What a lovely day here at Port Swiller Manor!  After many weeks of lingering Winter, my porch thermometer reports we made it all the way up to 85 degrees this afternoon.  I opened all the windows in the Manor to air out the accumulated fug of the last six months, and we had dinner out on the porch this evening for the first time this season.  Lovely.  Lovely.

There’s a dark side to all this, of course.

Early this afternoon, a large rig from Home Despot pulled up on the street in front of the house (much to the extreme annoyance of other drivers who had to get round it as best they could), there to drop on our driveway 216 bags of mulch.  Something over half of them are designated for a large, shady patch under the maples at the back of our yard, under which nothing (except onion grass) actually grows.

Ol’ Robbo doesn’t happen to possess a wheelbarrow at the moment, nor could he expect any help from his women-folk (who all go remarkably delicate when there’s heavy lifting to do), so his only real choice was to hoist each individual bag on to one or the other of his shoulders and trudge down the hill to dump it on said patch.

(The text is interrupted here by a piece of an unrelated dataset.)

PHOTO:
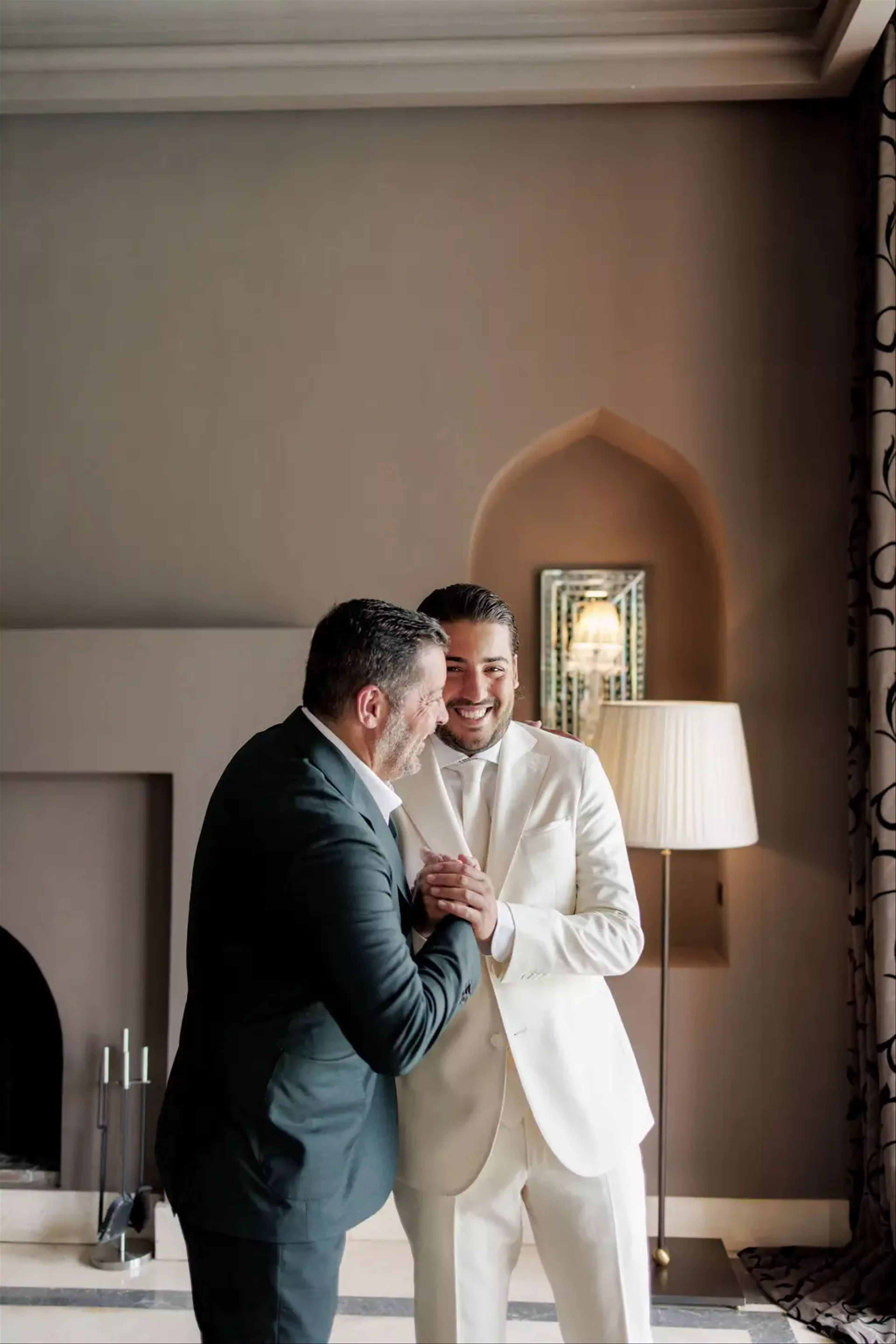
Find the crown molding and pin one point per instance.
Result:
(152, 56)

“Don’t over-do it, now!” said Mrs. R.

“I won’t,” I replied breezily.

Reader, I over-did it.

This evening, even after a glass or two of (purely-medicinal) vino, Ol’ Robbo is a solid mass of aches and pains (to say nothing of the lungs-full of pollen I inhaled that make me sound like a three-pack-a-day man when I try to speak).  I shudder to think of how I’m going to feel in the morning.

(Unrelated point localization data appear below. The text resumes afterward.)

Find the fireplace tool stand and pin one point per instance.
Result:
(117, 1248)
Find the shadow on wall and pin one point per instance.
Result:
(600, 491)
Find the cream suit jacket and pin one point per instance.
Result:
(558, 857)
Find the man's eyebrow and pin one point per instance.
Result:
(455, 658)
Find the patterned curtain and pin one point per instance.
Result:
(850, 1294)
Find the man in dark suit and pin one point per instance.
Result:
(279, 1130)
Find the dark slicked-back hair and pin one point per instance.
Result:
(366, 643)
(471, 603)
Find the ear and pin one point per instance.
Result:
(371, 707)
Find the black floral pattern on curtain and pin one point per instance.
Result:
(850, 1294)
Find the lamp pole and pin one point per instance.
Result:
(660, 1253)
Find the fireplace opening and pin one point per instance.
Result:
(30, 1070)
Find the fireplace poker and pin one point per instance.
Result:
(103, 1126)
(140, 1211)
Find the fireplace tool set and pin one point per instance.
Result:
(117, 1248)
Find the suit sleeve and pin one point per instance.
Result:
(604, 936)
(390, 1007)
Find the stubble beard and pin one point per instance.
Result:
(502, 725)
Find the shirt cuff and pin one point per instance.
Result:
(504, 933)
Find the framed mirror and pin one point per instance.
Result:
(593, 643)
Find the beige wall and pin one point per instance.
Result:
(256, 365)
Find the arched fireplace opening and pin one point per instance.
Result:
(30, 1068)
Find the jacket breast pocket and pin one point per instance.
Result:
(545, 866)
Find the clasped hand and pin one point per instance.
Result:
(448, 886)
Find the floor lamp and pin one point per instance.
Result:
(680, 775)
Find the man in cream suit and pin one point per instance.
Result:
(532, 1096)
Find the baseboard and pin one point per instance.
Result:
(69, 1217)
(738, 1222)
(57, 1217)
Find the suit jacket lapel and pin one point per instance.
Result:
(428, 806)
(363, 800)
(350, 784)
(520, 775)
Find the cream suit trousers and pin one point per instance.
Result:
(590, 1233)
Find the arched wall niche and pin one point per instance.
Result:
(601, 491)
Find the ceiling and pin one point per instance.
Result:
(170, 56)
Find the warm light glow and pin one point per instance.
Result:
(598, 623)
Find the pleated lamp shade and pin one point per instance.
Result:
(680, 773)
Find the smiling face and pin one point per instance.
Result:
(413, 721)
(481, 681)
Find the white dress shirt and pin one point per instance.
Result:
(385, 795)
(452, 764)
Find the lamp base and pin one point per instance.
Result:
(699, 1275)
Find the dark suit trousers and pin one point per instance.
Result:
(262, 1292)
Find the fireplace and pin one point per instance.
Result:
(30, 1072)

The punch line is that the rest of the bags have to be moved out tomorrow to the holly hedge and maple trees along our frontage.  Mrs. R says she will do that, but I know perfectly well that it’s going to be up to me in the end to deal with most of them.  Why? Because that’s what I do.

If any friends of the decanter are looking for a good stock tip, I’d suggest investing in aspirin futures immediately.

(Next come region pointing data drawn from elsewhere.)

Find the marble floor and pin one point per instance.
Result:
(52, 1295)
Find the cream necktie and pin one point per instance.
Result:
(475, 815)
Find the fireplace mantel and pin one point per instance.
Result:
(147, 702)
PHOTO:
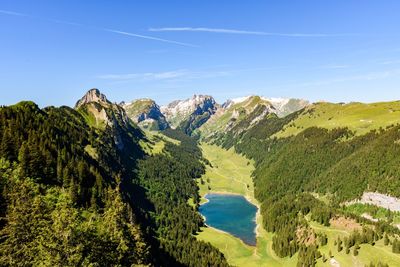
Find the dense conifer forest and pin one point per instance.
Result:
(335, 163)
(71, 196)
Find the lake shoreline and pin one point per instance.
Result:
(249, 201)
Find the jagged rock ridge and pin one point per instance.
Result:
(146, 113)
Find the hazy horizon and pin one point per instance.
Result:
(54, 52)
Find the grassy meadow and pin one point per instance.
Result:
(231, 173)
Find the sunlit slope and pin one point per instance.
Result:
(226, 118)
(358, 117)
(231, 173)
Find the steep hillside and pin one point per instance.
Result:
(62, 204)
(76, 188)
(237, 116)
(191, 113)
(146, 114)
(358, 117)
(331, 156)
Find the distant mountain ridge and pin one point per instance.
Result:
(146, 113)
(191, 114)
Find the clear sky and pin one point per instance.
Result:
(52, 52)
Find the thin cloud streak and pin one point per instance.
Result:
(167, 75)
(243, 32)
(12, 13)
(150, 37)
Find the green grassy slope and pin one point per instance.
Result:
(232, 115)
(358, 117)
(231, 173)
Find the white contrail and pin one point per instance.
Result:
(234, 31)
(12, 13)
(150, 37)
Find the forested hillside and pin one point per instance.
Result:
(77, 189)
(310, 175)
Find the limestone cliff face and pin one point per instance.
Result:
(147, 114)
(93, 95)
(105, 115)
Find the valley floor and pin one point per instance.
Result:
(231, 173)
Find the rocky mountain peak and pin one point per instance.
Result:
(179, 111)
(146, 113)
(93, 95)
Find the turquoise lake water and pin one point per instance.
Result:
(232, 214)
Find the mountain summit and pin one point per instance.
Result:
(93, 95)
(146, 113)
(185, 114)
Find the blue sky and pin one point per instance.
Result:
(51, 52)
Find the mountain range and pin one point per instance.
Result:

UPDATE: Whelp, Ol’ Robbo got up early this morning and moved all the rest of the bags himself in order to spare Mrs. R the burden of having to do it.  Then I went out back to spread about the bags I had hauled out there yesterday.

By the time I was done, I was a mass of sores and aches even worse than yesterday.  To quote Dr. Smith, “Oh, William! The pain! The pain!”

Ol’ Robbo ain’t 33 any more, I guess.

By the bye, did you know that there’s an industry Mulch and Soil Council? I didn’t until I saw its certificate of approval on the side of all those bags.  According to the blurb, the MSC’s purpose is to make sure you get only the highest-quality mulch in the bags you purchase, free of rusty nails, cat poop, human remains, and other contaminants.  And anybody who suggests that it’s nothing more than another example of a cabal of Big Industry colluding with Big Government to keep out – via extremely expensive regulation – any upstart competition can shut their whore mouths.

(That last part isn’t actually printed on the bags.  It’s just Ol’ Robbo’s hunch.)